Acta Orthopaedica et Traumatologica Turcica
Research Articles

A new configuration of lateral-pin fixation for pediatric supracondylar humeral fracture: A biomechanical analysis

1.

Department of Orthopaedics and Traumatology, İstanbul University, İstanbul School of Medicine, İstanbul, Turkey

2.

Department of Orthopaedics and Traumatology, Istanbul Training and Research Hospital, University of Health Sciences, Istanbul, Turkey

3.

Department of Mechanical Engineering, Istanbul Technical University, Istanbul, Turkey

AOTT 2024; 58: 110-115
DOI: 10.5152/j.aott.2024.21091
Read: 387 Downloads: 171 Published: 01 March 2024

Objective: The aim of this study was to biomechanically compare a new lateral-pinning technique, in which pins engage the medial and lateral columns of the distal humerus in a divergent configuration in both the axial and sagittal planes instead of the coronal plane, with the cross-pin, and with 2 and 3 coronally divergent lateral-pin techniques in a synthetic humerus model of supracondylar humerus fractures.

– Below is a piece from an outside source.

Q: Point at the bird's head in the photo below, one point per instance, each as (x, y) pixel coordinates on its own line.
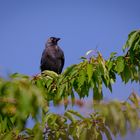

Methods: Thirty-six identical synthetic models of the humerus simulating a standardized supracondylar humerus fracture were included in this study. They were divided into 4 groups based on the pin configuration of fixation: the new 3-lateral pin-fixation technique (group A), 2 crossed pins (group B), 3 divergent lateral pins (group C), and 2 divergent lateral pins (group D). Each model was subjected to combined axial and torsional loading, and then torsional stability and torsional stiffness (Nmm/°) were recorded.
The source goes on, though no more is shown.